I can wholly understand that trying to translate the entirety of English into a formal logic system sounds overwhelming. But to side with a sibling commenter, why not at least start with the tax code which is a personal pain point, has (presumably) a correct outcome for some cases, and is mostly algorithms-in-English

And then, for the consumer side: ok, if I snapped my fingers and Cyc existed and worked I struggle to think how exactly my life would change. If the formally-specified tax code existed and worked I wouldn't have to rage-upvote almost every comment on the annual tax hatred thread

I would even offer that an incomplete version could still be useful if one left "fuzzy" variables in the corpus, and said "welp, we can't define what a $Person is because of the hundreds of years of precedent, so you'll need an actual Judge for that". I don't meant to say that 50% of the corpus can be undefined variables, that's just silly, but I'd hope the tax code isn't built upon 50% undefined behavior, even if accountants want you to think it is

> why not at least start with the tax code

There have been many such attempts (e.g.

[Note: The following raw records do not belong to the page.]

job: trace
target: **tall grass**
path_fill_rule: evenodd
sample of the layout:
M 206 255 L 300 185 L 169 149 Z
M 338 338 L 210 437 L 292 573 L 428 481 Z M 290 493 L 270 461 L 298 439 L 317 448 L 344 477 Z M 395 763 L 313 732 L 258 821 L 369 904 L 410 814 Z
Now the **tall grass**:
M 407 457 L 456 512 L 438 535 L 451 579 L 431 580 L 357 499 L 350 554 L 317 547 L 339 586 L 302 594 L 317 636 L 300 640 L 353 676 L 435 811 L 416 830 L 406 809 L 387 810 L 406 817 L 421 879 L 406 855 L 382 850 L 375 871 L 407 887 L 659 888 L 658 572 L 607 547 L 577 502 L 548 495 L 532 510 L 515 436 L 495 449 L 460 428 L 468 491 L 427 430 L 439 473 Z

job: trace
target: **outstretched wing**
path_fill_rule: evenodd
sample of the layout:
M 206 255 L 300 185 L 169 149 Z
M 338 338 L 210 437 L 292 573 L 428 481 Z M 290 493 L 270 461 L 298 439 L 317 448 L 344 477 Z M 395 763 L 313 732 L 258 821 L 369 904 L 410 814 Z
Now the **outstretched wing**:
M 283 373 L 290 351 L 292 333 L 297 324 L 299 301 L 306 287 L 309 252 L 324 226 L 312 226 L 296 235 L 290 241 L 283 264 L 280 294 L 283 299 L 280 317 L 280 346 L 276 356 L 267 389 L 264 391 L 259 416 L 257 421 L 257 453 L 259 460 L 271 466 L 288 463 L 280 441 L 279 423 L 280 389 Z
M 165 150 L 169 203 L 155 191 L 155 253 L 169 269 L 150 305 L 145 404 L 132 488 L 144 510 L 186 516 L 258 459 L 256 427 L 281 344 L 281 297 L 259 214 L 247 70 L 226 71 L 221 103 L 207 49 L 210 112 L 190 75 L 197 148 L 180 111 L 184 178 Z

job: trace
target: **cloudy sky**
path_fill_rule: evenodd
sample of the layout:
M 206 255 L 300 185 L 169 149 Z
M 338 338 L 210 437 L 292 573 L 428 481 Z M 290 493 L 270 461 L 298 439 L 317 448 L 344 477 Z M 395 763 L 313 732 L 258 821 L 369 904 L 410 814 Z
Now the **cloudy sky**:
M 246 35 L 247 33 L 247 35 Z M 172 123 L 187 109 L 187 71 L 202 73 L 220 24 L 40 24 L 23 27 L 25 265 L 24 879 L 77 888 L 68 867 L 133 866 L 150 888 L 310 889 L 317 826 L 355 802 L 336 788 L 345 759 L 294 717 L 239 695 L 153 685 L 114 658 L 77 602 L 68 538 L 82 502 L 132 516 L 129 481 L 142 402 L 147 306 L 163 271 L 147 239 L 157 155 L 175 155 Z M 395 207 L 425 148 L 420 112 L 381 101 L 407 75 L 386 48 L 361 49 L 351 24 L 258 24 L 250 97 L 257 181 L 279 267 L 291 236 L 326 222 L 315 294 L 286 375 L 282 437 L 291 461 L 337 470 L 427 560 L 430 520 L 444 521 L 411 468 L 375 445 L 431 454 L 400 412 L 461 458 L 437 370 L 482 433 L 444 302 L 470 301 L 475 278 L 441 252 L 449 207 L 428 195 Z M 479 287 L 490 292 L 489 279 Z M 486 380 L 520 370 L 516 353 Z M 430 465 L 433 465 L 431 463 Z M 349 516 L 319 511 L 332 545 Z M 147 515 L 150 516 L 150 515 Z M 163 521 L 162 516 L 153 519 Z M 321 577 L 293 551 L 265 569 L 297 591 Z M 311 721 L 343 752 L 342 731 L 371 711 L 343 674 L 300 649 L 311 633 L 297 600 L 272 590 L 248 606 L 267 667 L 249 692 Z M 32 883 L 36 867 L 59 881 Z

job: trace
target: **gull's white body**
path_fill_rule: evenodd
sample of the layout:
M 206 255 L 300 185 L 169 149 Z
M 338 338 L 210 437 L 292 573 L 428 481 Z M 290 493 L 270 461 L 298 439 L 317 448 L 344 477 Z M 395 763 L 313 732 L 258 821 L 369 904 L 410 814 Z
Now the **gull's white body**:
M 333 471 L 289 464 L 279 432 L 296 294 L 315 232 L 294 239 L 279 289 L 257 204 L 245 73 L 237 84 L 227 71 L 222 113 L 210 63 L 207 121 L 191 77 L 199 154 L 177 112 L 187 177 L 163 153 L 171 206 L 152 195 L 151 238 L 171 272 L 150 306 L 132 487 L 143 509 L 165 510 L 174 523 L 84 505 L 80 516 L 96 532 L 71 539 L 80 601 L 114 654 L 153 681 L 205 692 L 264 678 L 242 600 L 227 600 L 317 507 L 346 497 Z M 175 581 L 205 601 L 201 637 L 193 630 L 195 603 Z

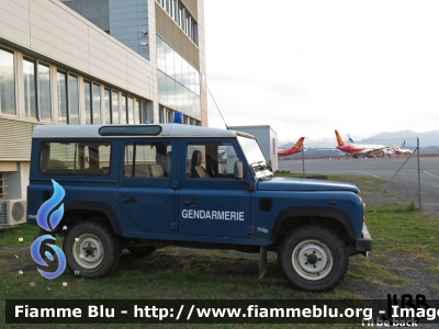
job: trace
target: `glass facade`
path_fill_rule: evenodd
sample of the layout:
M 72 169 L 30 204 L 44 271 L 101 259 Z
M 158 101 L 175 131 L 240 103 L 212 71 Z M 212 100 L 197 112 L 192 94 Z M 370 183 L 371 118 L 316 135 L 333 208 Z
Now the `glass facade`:
M 111 91 L 111 113 L 113 114 L 113 120 L 111 123 L 119 124 L 119 93 L 115 90 Z
M 104 106 L 105 106 L 105 122 L 106 123 L 112 123 L 111 120 L 111 105 L 110 105 L 110 89 L 104 89 L 103 90 L 103 102 L 104 102 Z
M 198 24 L 183 2 L 179 0 L 156 0 L 161 8 L 171 16 L 176 24 L 183 30 L 189 38 L 199 44 Z
M 65 72 L 58 71 L 57 75 L 58 89 L 58 122 L 67 124 L 67 78 Z
M 50 68 L 38 63 L 40 120 L 52 120 Z
M 24 80 L 24 113 L 26 117 L 36 118 L 36 83 L 35 83 L 35 63 L 23 59 L 23 80 Z
M 93 124 L 101 124 L 101 87 L 93 83 Z
M 200 75 L 159 36 L 157 36 L 157 66 L 159 103 L 201 120 Z
M 86 124 L 91 125 L 91 86 L 83 81 L 83 98 L 86 100 Z
M 79 124 L 79 90 L 78 90 L 78 77 L 69 75 L 68 76 L 68 95 L 69 95 L 69 124 Z
M 15 88 L 22 92 L 15 94 Z M 147 102 L 0 45 L 0 115 L 58 124 L 154 123 Z

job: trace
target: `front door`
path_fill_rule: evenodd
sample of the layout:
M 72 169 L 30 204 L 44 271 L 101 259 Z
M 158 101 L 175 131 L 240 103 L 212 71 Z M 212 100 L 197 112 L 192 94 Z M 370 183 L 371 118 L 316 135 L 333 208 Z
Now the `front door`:
M 176 190 L 172 141 L 150 138 L 121 145 L 124 158 L 117 203 L 142 231 L 175 232 Z
M 249 237 L 251 192 L 247 181 L 234 178 L 235 161 L 244 159 L 234 139 L 182 144 L 179 234 Z

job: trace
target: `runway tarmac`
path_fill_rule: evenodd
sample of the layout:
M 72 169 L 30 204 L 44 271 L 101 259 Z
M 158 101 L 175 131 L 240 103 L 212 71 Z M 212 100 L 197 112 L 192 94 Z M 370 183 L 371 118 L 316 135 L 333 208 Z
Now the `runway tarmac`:
M 376 179 L 390 180 L 396 171 L 393 183 L 399 184 L 412 194 L 418 193 L 418 160 L 416 155 L 405 163 L 407 158 L 359 158 L 345 157 L 325 159 L 305 159 L 305 174 L 340 174 L 374 177 Z M 302 159 L 280 159 L 278 170 L 290 170 L 302 173 Z M 419 158 L 419 178 L 423 207 L 435 207 L 439 216 L 439 157 Z M 417 204 L 417 201 L 415 201 Z

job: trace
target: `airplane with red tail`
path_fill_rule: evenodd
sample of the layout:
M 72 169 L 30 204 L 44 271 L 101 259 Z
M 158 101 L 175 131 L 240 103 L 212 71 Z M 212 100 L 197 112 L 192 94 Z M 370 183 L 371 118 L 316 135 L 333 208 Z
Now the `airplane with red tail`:
M 288 156 L 292 156 L 292 155 L 301 152 L 302 146 L 303 146 L 303 140 L 305 140 L 305 137 L 299 138 L 299 140 L 293 145 L 292 148 L 282 149 L 280 151 L 278 151 L 278 157 L 288 157 Z
M 336 131 L 336 137 L 337 137 L 337 149 L 350 154 L 354 157 L 358 156 L 368 156 L 371 152 L 374 151 L 380 151 L 383 150 L 383 154 L 385 152 L 389 147 L 384 145 L 365 145 L 365 144 L 354 144 L 352 138 L 349 137 L 349 140 L 352 141 L 352 144 L 346 145 L 345 141 L 341 139 L 340 134 Z

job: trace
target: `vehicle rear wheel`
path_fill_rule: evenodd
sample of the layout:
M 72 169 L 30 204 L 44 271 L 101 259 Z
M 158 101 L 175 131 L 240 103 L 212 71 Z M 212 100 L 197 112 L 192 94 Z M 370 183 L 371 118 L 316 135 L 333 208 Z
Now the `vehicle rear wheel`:
M 302 226 L 282 240 L 278 263 L 294 288 L 327 292 L 345 277 L 349 257 L 345 242 L 331 229 Z
M 63 245 L 67 266 L 80 276 L 100 277 L 117 268 L 121 247 L 111 228 L 98 220 L 79 222 Z
M 148 254 L 151 253 L 156 248 L 153 246 L 142 246 L 142 247 L 130 247 L 127 248 L 134 254 Z

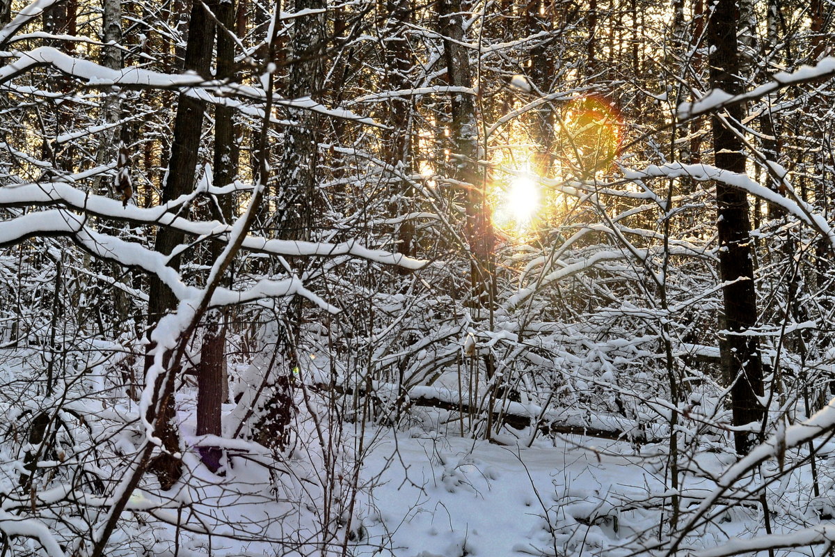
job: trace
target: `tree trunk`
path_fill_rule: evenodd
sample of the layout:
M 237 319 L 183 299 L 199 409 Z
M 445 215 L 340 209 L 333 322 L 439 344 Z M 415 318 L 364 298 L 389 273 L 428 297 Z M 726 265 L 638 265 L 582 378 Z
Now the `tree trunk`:
M 321 98 L 327 29 L 326 0 L 296 0 L 295 12 L 314 10 L 292 20 L 290 39 L 290 72 L 285 95 L 291 99 Z M 317 187 L 319 117 L 314 112 L 288 110 L 296 125 L 285 131 L 279 175 L 286 177 L 278 190 L 276 228 L 284 239 L 311 240 L 316 210 L 321 203 Z M 293 263 L 301 261 L 291 260 Z M 267 445 L 285 448 L 290 443 L 290 423 L 295 415 L 291 369 L 298 366 L 297 346 L 301 332 L 302 301 L 293 299 L 287 309 L 286 341 L 281 339 L 276 350 L 284 353 L 287 369 L 277 372 L 270 382 L 268 396 L 261 406 L 262 419 L 256 425 L 258 438 Z
M 217 0 L 205 3 L 212 12 L 217 9 Z M 193 70 L 204 76 L 209 75 L 212 49 L 215 43 L 214 20 L 206 13 L 203 3 L 195 2 L 191 8 L 189 23 L 189 41 L 185 48 L 185 69 Z M 175 199 L 192 190 L 195 185 L 195 170 L 197 167 L 198 149 L 200 148 L 200 130 L 203 127 L 203 112 L 205 103 L 192 97 L 180 94 L 177 104 L 177 116 L 174 126 L 174 144 L 169 160 L 168 179 L 163 187 L 163 203 Z M 157 232 L 155 249 L 164 254 L 183 243 L 182 232 L 161 227 Z M 180 255 L 172 256 L 169 266 L 180 267 Z M 176 307 L 177 298 L 174 293 L 154 275 L 149 281 L 148 301 L 148 325 L 153 330 L 157 322 L 168 311 Z M 145 371 L 152 360 L 145 358 Z M 179 367 L 177 362 L 167 362 L 168 374 L 175 373 Z M 161 388 L 161 386 L 158 386 Z M 162 439 L 168 453 L 163 453 L 151 466 L 152 471 L 159 478 L 164 489 L 170 489 L 180 479 L 180 463 L 170 453 L 180 450 L 180 435 L 173 421 L 175 418 L 175 401 L 173 396 L 161 403 L 160 415 L 156 423 L 156 434 Z
M 387 0 L 386 12 L 388 15 L 388 28 L 385 30 L 383 46 L 386 56 L 386 81 L 392 90 L 402 90 L 409 88 L 409 70 L 414 63 L 414 56 L 404 35 L 406 25 L 409 22 L 412 11 L 412 3 L 408 0 Z M 412 142 L 410 141 L 410 121 L 414 100 L 412 98 L 393 99 L 389 101 L 387 114 L 388 125 L 392 131 L 387 134 L 387 139 L 384 146 L 385 161 L 392 167 L 399 168 L 404 174 L 412 173 Z M 412 206 L 412 188 L 408 182 L 395 177 L 395 191 L 392 197 L 397 201 L 392 203 L 392 216 L 402 212 L 398 208 L 408 209 Z M 414 225 L 411 220 L 400 223 L 397 228 L 396 250 L 397 253 L 405 256 L 414 256 L 412 240 L 414 237 Z M 401 273 L 407 272 L 398 267 Z
M 217 78 L 235 77 L 235 42 L 229 33 L 234 32 L 235 11 L 231 2 L 224 2 L 217 7 Z M 218 105 L 215 109 L 215 154 L 213 170 L 215 185 L 225 186 L 237 177 L 240 149 L 235 129 L 235 109 Z M 232 219 L 232 205 L 228 195 L 219 200 L 220 215 L 225 221 Z M 210 246 L 212 261 L 217 261 L 223 251 L 220 242 Z M 231 271 L 230 271 L 231 273 Z M 197 370 L 197 434 L 217 435 L 223 433 L 220 411 L 225 402 L 226 388 L 226 312 L 212 311 L 206 316 L 206 332 L 200 349 L 200 364 Z M 204 447 L 200 449 L 203 463 L 212 472 L 220 467 L 221 449 Z
M 447 78 L 453 87 L 473 86 L 468 50 L 463 46 L 463 15 L 461 0 L 438 3 L 441 33 L 447 63 Z M 478 121 L 471 95 L 452 94 L 452 138 L 454 142 L 453 177 L 466 186 L 466 234 L 470 249 L 470 286 L 473 302 L 479 306 L 493 303 L 493 233 L 491 211 L 484 196 L 483 180 L 473 161 L 478 158 Z
M 736 27 L 739 12 L 734 0 L 719 0 L 707 28 L 711 47 L 711 84 L 731 94 L 741 92 L 739 82 L 739 51 Z M 741 105 L 727 109 L 728 124 L 719 115 L 711 117 L 713 152 L 718 168 L 745 174 L 744 144 L 728 125 L 735 125 L 744 115 Z M 742 426 L 762 418 L 762 367 L 757 337 L 746 333 L 757 324 L 757 291 L 754 285 L 754 250 L 750 232 L 748 200 L 746 193 L 721 183 L 716 184 L 719 212 L 719 270 L 725 301 L 724 328 L 720 339 L 721 367 L 731 382 L 733 423 Z M 729 284 L 730 282 L 730 284 Z M 736 432 L 736 448 L 746 454 L 754 439 L 746 432 Z

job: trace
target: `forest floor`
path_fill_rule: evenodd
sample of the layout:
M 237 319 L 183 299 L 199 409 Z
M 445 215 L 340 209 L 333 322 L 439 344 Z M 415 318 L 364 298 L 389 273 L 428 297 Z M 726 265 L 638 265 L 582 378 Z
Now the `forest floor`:
M 352 493 L 349 479 L 340 474 L 340 485 L 330 493 L 331 500 L 337 501 L 334 506 L 342 505 L 342 511 L 331 511 L 342 513 L 337 522 L 344 526 L 347 516 L 353 517 L 347 554 L 615 557 L 655 543 L 662 522 L 667 529 L 671 492 L 665 456 L 668 448 L 664 445 L 635 446 L 571 435 L 539 437 L 529 448 L 527 439 L 514 438 L 513 430 L 493 441 L 440 434 L 431 427 L 438 423 L 433 418 L 405 431 L 367 426 L 352 512 L 344 510 Z M 190 428 L 188 421 L 182 426 Z M 358 436 L 347 433 L 353 426 L 343 427 L 344 441 L 356 447 Z M 251 460 L 234 458 L 233 469 L 218 478 L 192 455 L 192 480 L 201 477 L 198 482 L 205 484 L 192 489 L 188 499 L 223 509 L 226 524 L 265 517 L 271 522 L 270 537 L 295 539 L 298 544 L 296 549 L 288 552 L 286 547 L 276 554 L 276 544 L 215 537 L 211 554 L 306 554 L 313 549 L 324 496 L 311 486 L 321 486 L 324 476 L 321 465 L 316 463 L 314 438 L 309 438 L 311 443 L 297 443 L 295 456 L 283 461 L 295 468 L 291 475 L 296 479 L 280 474 L 284 487 L 271 494 L 266 493 L 269 474 Z M 682 508 L 695 508 L 715 487 L 711 478 L 734 460 L 727 451 L 716 450 L 691 458 L 679 489 Z M 344 468 L 346 473 L 349 468 Z M 297 480 L 304 477 L 316 481 Z M 241 490 L 232 489 L 235 483 Z M 797 487 L 792 491 L 802 491 Z M 215 495 L 218 489 L 226 494 Z M 303 493 L 306 494 L 298 495 Z M 715 520 L 716 528 L 702 530 L 686 540 L 684 547 L 711 547 L 729 537 L 750 537 L 762 530 L 758 516 L 756 504 L 728 509 Z M 778 524 L 775 528 L 780 530 Z M 337 534 L 333 549 L 344 539 L 344 528 Z M 194 541 L 181 544 L 179 555 L 206 554 L 205 543 L 198 543 L 205 536 L 182 535 Z M 340 553 L 337 549 L 336 554 Z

NKRL by Zarri et al., also funded by EU). There are even societies that have been dealing with such issues for many decades (e.g. http://www.iaail.org). The formalization of law and language is only one of the issues. Like many previous attempts, this one suffers from the fuzziness of human language (even in the case of tax code). Fuzziness is not a drawback; it is what makes it possible to communicate efficiently in the first place. In order for us to communicate effectively, we need an enormous amount of tacit knowledge about our environment that our culture and life experience brings. If one tries to formalize the language, as in the present approach, one must also take this knowledge into account, down to the last detail (an "upper ontology" is by far not sufficient for this, and Cyc after decades is still not finished). And the tacit knowledge and also the moral valuation of the same change over time. And there are things like https://en.wikipedia.org/wiki/Sorites_paradox which stand in the way of a complete formalization. Lenat's 1990 book addressed many of the issues, but also his more recent talks are very informative where he demonstrates how they had to extend the Cyc representation language to cope with the problem, and why e.g. RDF triples are not enough.